As a larger example, Savage argues that, as capital accumulates and inequality grows, it is breaking up the nation-state and ostensibly returning the world to some pre-twentieth-century imperial model (chapter 10). As evidence, he discusses declining voting turnouts, lower political engagement, and elite political capture. These are, no doubt, important consequences of inequality, but to suggest they spell the end of the nation-state seems premature. The irony is these problems are still framed in methodologically nationalist ways. Savege could perhaps bolster his case had he consulted emerging work linking inequality with foreign financial flows and tax havens as well as data based on portfolio assets and multinational business ownership. Venessa Ogle’s research (e.g., “‘Funk Money’: The End of Empires, the Expansion of Tax Havens, and Decolonization as and Economic and Financial Event,” Past & Present 249, no. 1 [2020]): 213–249) shows how some of these features emerged out of the old empires during decolonization—a potentially interesting historical throughline here.
Savage notably reads across a number of literatures and impressively broadens the book’s scope. He is skilled at assembling and clearly explaining vast amounts of data. For this, the book makes a great contribution to general readers. Historically minded researchers, however, may feel his arguments are nonetheless held back by his ambitious claims.
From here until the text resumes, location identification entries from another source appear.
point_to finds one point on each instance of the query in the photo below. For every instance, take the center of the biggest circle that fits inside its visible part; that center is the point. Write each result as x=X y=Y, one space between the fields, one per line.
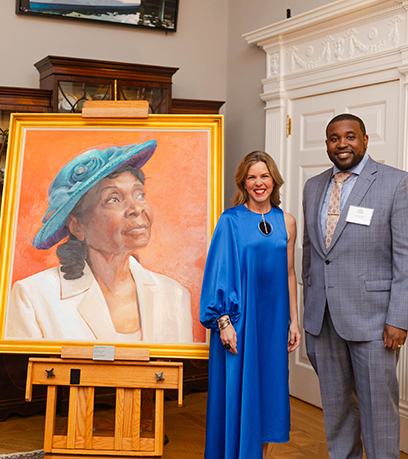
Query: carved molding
x=345 y=46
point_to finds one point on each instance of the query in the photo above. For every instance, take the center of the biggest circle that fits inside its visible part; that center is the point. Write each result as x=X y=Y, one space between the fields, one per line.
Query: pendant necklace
x=265 y=227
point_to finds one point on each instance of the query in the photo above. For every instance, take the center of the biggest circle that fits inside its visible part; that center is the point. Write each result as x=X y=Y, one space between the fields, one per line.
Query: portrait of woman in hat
x=99 y=214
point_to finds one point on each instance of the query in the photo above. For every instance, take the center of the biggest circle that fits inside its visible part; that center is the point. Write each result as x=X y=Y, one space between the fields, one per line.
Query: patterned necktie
x=334 y=205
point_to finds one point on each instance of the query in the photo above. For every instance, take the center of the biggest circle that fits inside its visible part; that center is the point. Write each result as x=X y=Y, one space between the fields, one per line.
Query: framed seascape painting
x=105 y=226
x=156 y=14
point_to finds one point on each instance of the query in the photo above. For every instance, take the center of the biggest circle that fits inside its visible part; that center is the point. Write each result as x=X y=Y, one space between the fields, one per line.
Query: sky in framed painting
x=159 y=14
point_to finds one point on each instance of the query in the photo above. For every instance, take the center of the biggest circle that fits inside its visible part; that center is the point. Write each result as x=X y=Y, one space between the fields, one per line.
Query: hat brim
x=54 y=229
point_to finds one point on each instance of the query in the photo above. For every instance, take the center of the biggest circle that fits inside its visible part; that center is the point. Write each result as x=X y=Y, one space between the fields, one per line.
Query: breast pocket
x=381 y=285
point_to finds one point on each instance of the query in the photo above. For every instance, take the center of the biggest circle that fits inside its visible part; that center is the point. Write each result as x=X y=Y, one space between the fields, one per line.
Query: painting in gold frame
x=183 y=186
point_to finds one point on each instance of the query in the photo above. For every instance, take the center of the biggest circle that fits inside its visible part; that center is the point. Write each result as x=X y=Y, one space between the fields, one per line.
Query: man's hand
x=394 y=338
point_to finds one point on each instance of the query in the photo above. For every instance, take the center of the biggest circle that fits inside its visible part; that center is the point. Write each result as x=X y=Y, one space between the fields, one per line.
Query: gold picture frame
x=184 y=186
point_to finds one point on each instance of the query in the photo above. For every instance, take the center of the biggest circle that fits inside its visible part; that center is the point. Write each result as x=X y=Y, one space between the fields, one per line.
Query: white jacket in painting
x=48 y=306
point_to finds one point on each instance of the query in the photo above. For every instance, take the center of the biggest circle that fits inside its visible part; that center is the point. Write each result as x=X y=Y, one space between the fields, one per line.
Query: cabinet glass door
x=157 y=97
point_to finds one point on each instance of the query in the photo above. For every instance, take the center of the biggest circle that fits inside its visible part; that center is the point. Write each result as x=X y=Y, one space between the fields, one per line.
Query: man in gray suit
x=355 y=277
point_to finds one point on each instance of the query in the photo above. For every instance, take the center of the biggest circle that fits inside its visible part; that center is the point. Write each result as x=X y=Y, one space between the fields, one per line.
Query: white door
x=378 y=107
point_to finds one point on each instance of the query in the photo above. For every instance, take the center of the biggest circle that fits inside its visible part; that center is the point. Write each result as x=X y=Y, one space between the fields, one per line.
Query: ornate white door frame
x=344 y=45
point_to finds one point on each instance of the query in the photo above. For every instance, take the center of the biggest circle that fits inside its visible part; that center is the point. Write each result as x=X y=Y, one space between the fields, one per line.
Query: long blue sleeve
x=221 y=289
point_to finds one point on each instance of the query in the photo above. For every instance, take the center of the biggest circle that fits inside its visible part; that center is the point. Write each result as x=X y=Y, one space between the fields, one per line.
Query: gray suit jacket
x=363 y=275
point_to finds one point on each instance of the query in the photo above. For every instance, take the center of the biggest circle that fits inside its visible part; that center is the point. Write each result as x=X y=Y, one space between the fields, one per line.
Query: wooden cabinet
x=66 y=83
x=74 y=81
x=196 y=107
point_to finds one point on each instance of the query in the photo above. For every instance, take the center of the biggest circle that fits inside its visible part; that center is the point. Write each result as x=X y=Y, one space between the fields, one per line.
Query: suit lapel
x=92 y=306
x=364 y=181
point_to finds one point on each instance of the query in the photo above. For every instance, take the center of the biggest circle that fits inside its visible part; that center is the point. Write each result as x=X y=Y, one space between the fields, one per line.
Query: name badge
x=360 y=215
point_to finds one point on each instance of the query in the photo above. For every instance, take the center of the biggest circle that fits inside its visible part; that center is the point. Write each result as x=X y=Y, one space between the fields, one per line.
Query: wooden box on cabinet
x=74 y=81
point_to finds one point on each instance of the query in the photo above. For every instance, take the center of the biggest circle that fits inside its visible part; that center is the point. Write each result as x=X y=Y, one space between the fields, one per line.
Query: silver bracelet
x=223 y=323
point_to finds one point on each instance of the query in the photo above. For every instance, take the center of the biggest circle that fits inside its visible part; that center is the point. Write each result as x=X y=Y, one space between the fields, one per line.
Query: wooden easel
x=83 y=375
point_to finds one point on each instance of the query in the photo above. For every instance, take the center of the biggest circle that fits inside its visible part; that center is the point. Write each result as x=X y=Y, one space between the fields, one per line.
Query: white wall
x=245 y=120
x=198 y=47
x=215 y=61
To situate his thesis about the decline of the nation-state, Savage criticizes towering historians and historical sociologists such as E.P. Thompson and Barrington Moore for “their weak conception of temporality and duration” (p. 284). Savage himself is reluctant to offer his own theory of change other than noting that capital accumulation inherently incorporates the past. That is true, but how accumulation has changed goes unmentioned. Indeed, it is striking Savage avoids the extensive research and debates about declining inequality between 1945 and 1973 and then massive rise in the neoliberal era.
By constantly invoking the “weight of the past” as an inexorable force rearing its head without explaining how and why, Savage’s book comes off teleological. In his discussion on the return to “visceral” inequality by race and gender, he notes that history is “back with a vengeance” but then immediately says, “[o] f course, history never went away” (p. 197). Why did inequality return, and in what ways is it different than before? Walling off the present from history is an issue he is right to flag. Yet, without differentiating how the present is different within history is also problematic. Put differently, for a book foregrounding Marx, the reader will not find anything about dialectical change.
Professor Soener studies political economy, inequality, and climate change.